Death of a Friendship

The death of anything is a very sad thing, but the death of a friendship is extremely insanely difficult.



Everyone knows that I have trust issues. So when I finally let someone “in” it means that I trust you.

If you break that “circle of trust” I am not one to ever forgive. Or at the very fucking least it will be an incredibly long ass time before I forgive.


Friendships are suppose to be happy –go- lucky. Friends are supposed to support you in whatever way you need. Friends are supposed to share the good times and bad. Friends are supposed to offer advice, knowing full well that doesn’t mean your gonna take it. Friends are supposed to have your back.


Friendships are not suppsed to be stressfull. Friendships are not supposed to be tough. Friends shouldn’t put you in a situation where they expect you to choose.


I have recently had to take myself out of a “situation” between two friends. Which makes things that much more freakin hard.


I truly care a lot about this friend. I care deeply what happens to this friend. I care about this friend’s feelings. I care about this friend’s health.

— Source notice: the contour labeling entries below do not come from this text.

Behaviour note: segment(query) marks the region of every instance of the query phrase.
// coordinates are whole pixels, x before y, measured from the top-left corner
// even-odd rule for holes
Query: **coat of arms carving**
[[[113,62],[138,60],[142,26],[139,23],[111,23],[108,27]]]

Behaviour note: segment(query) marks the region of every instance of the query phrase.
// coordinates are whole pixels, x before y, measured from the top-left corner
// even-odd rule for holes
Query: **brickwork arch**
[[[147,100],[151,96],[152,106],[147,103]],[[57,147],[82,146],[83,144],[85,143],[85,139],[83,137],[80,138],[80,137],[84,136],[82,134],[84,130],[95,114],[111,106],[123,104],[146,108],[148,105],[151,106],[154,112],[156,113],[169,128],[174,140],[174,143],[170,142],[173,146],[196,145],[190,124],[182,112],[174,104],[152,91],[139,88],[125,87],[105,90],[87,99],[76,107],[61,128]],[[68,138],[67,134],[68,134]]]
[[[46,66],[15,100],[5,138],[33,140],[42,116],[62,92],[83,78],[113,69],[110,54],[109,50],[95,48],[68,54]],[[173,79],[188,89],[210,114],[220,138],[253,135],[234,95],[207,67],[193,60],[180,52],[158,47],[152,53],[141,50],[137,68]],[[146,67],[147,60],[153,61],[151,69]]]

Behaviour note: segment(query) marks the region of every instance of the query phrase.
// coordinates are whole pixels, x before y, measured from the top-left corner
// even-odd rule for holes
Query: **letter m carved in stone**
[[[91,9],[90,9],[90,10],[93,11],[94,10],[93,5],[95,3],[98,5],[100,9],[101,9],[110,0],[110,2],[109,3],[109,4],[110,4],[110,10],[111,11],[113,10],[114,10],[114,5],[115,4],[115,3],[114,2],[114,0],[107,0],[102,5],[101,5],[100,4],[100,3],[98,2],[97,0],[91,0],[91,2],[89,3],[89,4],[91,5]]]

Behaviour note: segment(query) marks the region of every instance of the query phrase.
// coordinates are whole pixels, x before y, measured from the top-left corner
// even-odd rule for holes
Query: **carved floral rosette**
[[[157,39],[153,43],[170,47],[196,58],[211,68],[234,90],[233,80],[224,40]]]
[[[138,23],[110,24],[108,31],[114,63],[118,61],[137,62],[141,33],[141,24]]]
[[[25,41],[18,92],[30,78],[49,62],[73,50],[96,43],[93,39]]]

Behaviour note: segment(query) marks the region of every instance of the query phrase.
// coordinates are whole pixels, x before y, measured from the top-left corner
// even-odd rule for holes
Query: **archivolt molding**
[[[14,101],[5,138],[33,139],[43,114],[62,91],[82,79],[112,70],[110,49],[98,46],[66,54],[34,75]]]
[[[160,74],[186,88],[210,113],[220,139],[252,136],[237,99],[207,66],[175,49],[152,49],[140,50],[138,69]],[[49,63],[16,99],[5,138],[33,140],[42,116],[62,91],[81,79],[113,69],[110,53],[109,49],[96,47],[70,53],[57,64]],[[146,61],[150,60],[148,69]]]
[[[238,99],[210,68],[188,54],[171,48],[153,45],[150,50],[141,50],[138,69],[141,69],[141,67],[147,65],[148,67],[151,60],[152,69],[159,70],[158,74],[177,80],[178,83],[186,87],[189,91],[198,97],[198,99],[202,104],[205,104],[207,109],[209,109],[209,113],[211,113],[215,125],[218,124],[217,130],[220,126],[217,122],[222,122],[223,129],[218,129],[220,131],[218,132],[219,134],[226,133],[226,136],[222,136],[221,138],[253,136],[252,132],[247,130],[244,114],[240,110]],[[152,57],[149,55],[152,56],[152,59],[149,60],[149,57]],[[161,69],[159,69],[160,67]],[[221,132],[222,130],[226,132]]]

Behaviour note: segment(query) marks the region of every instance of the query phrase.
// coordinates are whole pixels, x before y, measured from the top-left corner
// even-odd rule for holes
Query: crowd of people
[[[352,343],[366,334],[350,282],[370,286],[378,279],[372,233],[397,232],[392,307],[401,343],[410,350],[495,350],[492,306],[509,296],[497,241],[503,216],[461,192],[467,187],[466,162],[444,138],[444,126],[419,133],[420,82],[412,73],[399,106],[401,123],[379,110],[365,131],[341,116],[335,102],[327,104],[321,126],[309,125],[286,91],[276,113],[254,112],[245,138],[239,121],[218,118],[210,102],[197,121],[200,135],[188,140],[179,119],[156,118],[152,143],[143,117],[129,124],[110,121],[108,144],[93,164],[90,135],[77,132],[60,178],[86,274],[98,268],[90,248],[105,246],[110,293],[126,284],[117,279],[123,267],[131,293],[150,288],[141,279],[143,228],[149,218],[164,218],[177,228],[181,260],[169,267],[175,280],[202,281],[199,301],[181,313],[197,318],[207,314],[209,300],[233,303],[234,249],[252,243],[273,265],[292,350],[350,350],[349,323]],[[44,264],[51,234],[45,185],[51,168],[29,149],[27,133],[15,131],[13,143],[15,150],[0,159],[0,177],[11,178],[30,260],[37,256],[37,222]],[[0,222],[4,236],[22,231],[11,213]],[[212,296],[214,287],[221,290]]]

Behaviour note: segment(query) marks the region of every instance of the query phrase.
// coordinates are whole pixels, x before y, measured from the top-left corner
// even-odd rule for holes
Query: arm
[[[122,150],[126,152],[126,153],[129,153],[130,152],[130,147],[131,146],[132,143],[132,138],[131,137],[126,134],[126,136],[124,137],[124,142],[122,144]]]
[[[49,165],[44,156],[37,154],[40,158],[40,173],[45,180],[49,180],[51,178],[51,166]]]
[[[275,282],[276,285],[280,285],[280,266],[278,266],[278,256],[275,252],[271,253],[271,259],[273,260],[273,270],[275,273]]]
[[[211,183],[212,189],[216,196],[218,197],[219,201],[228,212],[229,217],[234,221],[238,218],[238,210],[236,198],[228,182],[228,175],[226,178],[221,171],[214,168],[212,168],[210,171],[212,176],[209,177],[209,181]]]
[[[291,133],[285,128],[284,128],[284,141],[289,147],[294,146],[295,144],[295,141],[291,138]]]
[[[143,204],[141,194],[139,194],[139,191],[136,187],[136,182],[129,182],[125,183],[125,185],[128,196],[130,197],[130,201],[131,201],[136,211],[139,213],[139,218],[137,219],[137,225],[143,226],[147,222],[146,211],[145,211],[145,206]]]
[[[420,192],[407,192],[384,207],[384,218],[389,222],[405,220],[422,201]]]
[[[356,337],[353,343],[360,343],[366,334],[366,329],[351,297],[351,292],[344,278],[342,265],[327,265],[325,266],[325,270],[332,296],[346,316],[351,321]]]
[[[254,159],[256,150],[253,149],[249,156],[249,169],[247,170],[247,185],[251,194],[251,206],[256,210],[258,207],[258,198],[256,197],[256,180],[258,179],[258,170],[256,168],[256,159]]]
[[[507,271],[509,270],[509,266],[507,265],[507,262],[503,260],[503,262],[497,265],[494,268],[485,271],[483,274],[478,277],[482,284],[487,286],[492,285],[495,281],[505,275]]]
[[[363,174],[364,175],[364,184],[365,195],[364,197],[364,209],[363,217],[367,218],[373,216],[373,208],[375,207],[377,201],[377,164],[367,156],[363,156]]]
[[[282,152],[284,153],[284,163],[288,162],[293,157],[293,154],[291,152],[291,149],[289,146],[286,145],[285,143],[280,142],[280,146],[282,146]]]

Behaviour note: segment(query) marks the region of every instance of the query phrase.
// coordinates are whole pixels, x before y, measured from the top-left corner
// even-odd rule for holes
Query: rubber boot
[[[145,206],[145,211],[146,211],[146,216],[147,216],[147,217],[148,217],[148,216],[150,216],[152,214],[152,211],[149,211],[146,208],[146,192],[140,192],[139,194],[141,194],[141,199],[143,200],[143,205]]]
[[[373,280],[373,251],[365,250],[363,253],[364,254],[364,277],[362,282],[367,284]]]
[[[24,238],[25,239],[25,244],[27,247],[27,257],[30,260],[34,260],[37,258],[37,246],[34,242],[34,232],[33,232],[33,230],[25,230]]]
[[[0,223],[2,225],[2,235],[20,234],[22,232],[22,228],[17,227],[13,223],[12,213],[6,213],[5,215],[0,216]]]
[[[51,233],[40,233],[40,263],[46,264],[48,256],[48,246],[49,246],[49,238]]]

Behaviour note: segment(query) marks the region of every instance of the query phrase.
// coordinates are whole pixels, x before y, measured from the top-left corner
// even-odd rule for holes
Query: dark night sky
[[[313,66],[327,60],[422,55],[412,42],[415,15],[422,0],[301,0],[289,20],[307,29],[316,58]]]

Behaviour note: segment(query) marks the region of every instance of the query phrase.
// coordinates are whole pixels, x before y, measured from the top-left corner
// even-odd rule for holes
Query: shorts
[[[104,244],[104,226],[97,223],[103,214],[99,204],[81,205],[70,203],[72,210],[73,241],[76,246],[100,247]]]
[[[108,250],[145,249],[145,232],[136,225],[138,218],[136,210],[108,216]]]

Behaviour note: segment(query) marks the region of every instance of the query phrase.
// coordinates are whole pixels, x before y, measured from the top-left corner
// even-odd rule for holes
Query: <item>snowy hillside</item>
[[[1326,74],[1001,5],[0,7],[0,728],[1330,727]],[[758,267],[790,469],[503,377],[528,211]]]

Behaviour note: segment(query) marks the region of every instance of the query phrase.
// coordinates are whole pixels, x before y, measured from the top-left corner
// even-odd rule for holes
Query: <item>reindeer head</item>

I care a lot about this friend.
Its just the friendship with this friend has become just too damn stressful for me to take anymore.


Because of my health issues / disease I am supposed to avoid stress. (Which is really freakin hard to do . )


Ending this friendship has been a very difficult discission for me. I didn’t want to do it. However, the stress that was involved has just gotten to be too much for me to handle anymore.


Did I say that I care about this friend a lot?

I can only hope that in the future this friend will understand why I had to do it. Who knows just maybe somewhere down the road and things change we can resume our once kick ass friendship we once had.


I would very much like that.


So today will be a day of mourning, the death of a truly special friendship.